Are you Fast or Slow?
There are a series of tests that you can run any athlete through to see what their best strategy is for producing power. In the video from Dr. Behm he went over some of these but here they are all together.
Counter-movement Jump – allows for both elastic and muscular strength.
Static Start Jump – eliminate almost all elastic strength by pausing at the bottom for a 2 second stop. The potential stored energy dissipates as heat. This only really allows the force from your muscles contracting to produce the jump.
Depth Jump – allows for more elastic strength due to eccentric overload from stepping off a 12-24 inch box.
Reaction test (4 jumps) -here the athlete jumps up 4 times in a row trying to go for maximum height. This continuous jumping really places an emphasis on elastic strength.

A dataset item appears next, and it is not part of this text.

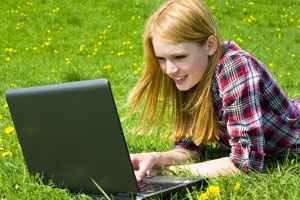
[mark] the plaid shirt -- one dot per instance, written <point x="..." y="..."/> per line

Each one of these tests gives you some clues about the kind of athlete you are dealing with slow or a fast jumper. When you look at the ratios between these test you can then really get a good sense of how this athlete likes to produce force.
If you perform these tests be sure that arm placement is the same for each. Either allow the arms to swing or keep the hands on the hips so that you are able to compare these tests more accurately. You don’t need an expensive contact mat, force plate or even a Vertec to test this either. Check out the MyJump app which has been scientifically proven to be just as accurate and it is only $7.
Based on the results we can then tailor both mechanics and training to match the needs of the athlete. Those athletes that are “springy” would benefit from more classic strength training while those less “springy” could benefit from plyometrics. In regards to their mechanics, specifically their back leg, the “springy” athletes would do better with a “tall and fall” while stronger guys can produce more power with a “drop n’ drive”. While I am not a fan of either one of these cues I used them here because everyone knows what I am talking about.
How does this apply to pitching?
I’ve only briefly touched on how this applies to pitching during this article. The truth is that there is a whole lot of SSC’s happening throughout the entire body when you throw a baseball and I will be diving into them during the next couple of articles.